Fin 1995, à son arrivée dans Sarajevo en plein siège, Joe Sacco s’accroche aux basques de Neven, un personnage complexe et louche qui lui conte la guerre. A ses côtés, on découvre une ville multiculturelle et attachante. On comprend aussi bien vite que ledit « fixer » n’a qu’une idée en tête : soutirer le plus de Deutsche Mark possible des poches du jeune journaliste-bédéiste.
Sur la forme, la BD de Sacco fonctionne mieux que bien. Gorgée de détails, chacune des cases des 105 planches est une belle réussite. Proche d’un Robert Crumb, son style mi-réaliste mi-caricatural (il se représente lui-même avec un gros nez et de grosses lèvres) en noir et blanc se révèle efficace.

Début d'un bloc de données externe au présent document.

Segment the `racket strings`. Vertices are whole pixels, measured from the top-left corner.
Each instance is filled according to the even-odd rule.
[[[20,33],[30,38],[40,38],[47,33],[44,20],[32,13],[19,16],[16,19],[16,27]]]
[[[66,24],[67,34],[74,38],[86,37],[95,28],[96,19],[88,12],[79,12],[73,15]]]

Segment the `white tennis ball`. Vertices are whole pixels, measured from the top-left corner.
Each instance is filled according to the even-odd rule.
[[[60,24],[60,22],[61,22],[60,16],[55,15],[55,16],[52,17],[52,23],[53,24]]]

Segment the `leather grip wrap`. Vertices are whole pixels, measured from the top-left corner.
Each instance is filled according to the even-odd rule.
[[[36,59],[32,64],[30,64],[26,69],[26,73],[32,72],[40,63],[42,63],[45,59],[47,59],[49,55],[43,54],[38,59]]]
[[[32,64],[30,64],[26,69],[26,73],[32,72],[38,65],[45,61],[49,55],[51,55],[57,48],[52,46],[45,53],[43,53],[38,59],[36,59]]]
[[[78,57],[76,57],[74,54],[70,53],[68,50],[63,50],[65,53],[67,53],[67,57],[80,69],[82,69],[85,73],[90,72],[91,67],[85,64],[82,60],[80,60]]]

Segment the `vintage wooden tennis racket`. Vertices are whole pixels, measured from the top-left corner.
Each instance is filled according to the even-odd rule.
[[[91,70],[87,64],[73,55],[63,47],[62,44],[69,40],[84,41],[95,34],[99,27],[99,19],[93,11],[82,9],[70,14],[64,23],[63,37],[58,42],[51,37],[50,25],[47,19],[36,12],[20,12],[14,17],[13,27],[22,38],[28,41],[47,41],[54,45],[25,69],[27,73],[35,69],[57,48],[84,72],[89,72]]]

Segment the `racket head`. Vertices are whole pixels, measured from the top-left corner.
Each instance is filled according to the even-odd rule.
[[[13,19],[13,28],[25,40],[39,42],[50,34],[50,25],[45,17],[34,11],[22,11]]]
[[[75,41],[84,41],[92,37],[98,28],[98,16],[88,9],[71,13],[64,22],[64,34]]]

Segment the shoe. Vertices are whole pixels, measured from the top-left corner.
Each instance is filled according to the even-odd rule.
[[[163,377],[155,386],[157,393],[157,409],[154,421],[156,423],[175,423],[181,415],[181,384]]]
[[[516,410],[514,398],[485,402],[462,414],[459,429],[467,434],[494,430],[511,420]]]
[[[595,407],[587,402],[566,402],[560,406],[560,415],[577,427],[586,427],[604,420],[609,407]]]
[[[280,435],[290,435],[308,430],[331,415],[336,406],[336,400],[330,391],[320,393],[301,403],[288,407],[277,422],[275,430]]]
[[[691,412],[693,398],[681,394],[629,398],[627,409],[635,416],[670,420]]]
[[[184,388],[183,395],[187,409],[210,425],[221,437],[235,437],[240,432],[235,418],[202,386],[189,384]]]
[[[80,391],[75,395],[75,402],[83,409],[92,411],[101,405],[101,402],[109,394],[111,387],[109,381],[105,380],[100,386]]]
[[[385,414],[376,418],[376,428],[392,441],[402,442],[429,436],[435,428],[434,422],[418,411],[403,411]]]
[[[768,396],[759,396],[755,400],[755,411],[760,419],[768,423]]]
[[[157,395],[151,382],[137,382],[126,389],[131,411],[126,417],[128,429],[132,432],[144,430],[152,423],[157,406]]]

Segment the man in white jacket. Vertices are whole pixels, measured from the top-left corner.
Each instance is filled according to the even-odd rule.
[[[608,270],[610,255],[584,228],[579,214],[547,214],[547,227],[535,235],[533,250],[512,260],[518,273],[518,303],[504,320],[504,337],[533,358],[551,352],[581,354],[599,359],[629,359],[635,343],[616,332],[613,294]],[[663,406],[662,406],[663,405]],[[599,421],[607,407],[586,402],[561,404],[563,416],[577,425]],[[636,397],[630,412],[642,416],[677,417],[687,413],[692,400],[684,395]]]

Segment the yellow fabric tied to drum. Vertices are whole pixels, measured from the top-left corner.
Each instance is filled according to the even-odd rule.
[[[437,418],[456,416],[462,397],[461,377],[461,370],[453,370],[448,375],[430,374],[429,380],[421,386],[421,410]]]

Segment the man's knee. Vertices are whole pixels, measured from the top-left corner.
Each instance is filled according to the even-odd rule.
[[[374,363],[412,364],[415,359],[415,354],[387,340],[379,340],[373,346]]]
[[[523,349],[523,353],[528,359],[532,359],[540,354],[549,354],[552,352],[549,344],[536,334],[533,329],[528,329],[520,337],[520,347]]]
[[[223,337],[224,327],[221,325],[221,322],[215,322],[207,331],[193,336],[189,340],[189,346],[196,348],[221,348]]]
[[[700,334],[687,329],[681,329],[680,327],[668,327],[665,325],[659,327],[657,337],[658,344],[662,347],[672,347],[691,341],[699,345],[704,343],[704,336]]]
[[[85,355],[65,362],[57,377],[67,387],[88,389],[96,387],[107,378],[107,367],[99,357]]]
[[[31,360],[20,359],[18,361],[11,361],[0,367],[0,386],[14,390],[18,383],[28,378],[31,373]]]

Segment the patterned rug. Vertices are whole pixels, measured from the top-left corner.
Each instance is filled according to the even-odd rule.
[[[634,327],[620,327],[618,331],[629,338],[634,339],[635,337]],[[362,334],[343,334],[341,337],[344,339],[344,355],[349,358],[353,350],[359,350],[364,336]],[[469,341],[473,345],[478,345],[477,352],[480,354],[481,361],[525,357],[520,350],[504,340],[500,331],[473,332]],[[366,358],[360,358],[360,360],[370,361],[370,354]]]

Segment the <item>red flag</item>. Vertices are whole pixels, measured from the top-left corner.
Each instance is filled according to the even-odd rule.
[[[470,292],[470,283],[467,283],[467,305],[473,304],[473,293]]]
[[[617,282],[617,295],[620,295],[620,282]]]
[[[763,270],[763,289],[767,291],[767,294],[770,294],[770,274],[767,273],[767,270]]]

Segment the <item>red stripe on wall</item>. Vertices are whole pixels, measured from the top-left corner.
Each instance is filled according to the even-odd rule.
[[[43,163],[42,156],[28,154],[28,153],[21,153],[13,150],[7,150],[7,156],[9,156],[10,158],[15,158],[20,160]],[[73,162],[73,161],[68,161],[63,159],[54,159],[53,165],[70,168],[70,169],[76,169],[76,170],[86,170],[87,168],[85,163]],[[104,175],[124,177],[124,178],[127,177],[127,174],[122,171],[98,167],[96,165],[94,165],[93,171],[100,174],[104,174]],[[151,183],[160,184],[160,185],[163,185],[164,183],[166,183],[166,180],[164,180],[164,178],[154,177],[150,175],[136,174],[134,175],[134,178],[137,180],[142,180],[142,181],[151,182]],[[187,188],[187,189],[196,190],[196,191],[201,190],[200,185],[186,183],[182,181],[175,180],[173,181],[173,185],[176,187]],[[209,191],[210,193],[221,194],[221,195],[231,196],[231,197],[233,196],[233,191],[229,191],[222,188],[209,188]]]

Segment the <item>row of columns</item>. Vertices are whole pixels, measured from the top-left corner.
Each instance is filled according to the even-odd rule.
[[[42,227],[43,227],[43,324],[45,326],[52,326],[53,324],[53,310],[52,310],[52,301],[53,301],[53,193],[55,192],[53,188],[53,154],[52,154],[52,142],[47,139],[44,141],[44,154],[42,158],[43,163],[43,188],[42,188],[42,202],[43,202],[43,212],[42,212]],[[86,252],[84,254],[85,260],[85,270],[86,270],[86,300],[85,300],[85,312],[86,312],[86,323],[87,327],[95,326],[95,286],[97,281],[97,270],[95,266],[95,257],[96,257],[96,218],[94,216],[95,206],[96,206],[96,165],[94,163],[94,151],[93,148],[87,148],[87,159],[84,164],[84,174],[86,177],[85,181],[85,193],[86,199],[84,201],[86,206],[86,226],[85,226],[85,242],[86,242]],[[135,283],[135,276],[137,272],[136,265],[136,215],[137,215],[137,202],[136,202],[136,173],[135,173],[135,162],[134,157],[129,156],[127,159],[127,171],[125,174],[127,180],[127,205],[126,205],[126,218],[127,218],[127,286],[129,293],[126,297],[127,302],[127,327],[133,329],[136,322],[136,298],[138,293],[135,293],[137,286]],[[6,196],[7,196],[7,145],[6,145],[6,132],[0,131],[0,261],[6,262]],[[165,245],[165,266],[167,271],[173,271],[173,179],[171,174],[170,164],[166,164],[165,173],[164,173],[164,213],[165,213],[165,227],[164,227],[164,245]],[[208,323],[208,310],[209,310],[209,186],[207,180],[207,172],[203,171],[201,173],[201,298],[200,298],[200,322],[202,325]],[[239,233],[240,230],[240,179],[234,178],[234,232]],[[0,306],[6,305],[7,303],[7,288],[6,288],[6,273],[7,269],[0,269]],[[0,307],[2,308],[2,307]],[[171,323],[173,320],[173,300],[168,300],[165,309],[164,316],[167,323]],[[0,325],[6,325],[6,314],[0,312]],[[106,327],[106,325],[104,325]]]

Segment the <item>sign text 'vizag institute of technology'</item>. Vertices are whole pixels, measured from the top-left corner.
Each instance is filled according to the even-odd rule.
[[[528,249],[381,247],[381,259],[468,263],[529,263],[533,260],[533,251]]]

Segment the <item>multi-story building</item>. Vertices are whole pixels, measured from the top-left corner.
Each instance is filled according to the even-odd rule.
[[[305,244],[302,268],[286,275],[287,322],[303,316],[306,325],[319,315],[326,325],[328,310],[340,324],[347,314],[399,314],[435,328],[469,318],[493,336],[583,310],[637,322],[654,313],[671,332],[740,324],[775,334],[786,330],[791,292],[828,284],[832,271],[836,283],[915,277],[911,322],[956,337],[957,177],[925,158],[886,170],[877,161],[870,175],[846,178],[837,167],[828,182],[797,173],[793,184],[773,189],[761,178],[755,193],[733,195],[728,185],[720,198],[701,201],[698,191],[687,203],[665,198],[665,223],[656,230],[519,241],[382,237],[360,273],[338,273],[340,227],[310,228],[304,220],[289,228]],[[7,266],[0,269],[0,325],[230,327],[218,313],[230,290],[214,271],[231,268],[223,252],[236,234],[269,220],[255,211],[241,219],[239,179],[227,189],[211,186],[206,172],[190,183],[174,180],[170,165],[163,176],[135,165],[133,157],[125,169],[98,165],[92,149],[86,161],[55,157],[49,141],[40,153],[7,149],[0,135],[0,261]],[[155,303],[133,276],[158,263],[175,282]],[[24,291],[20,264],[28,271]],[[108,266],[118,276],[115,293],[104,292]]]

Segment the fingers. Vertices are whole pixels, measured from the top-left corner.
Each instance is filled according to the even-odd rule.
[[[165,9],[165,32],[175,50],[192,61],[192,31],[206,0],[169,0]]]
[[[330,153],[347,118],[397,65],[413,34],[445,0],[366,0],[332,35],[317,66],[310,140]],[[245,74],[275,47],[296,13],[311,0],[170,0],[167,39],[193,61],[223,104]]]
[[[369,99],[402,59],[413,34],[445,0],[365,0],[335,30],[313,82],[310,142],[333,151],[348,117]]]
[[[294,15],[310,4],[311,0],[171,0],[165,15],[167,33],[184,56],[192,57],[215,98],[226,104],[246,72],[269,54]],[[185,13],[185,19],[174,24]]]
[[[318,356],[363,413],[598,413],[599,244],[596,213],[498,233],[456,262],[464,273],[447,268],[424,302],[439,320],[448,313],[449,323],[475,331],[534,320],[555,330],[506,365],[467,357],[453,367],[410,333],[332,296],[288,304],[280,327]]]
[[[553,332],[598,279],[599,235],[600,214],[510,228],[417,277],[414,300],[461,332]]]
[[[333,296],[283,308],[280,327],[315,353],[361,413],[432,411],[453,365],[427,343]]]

Sur le fond toutefois, il y a d’abord ce choix de raconter une histoire décousue avec ses multiples allers et retours dans le temps parfois difficiles à suivre. Puis, la contre-enquête de Joe Sacco et son journalisme gonzo n’arrivent pas à convaincre entièrement. En refermant l’album, une impression de flou domine. Les personnes mentionnées ont-elles réellement existé ou ne sont-ils que fiction ? Quant au personnage louvoyant de Neven, est-ce un fameux conteur ou un affabulateur ? C’est un interlocuteur peu crédible, très certainement. Sur la dernière planche, Sacco tente bien, quoique peut-être trop manifestement, et donc maladroitement, de lui acheter une stature.

Instructif grâce aux dates inscrites sur les planches, on peut connaître le rythme de travail et l’organisation de l’auteur. On peut deviner comment son opinion a évolué entre 1995 où, jeune reporter, il prend tout ce que lui dit Neven pour argent comptant, et 2001 où il découvre que le personnage a perdu toute prestance, tout pouvoir médiatique et dont même les faits d’armes sont discrédités par d’anciens soldats. Toute véracité devient alors aussi douteuse et insaisissable que le personnage.

Malgré ces faiblesses, l’œuvre de Joe Sacco, sortie 10 ans après la fin du siège de Sarajevo et de la guerre de Bosnie (1992-95), réussit à donner une image davantage nuancée du conflit que bien des reportages télévisuels. Après tout, si ce n’est pas toute la vérité sur la guerre, c’est quand même une histoire de Sarajevo.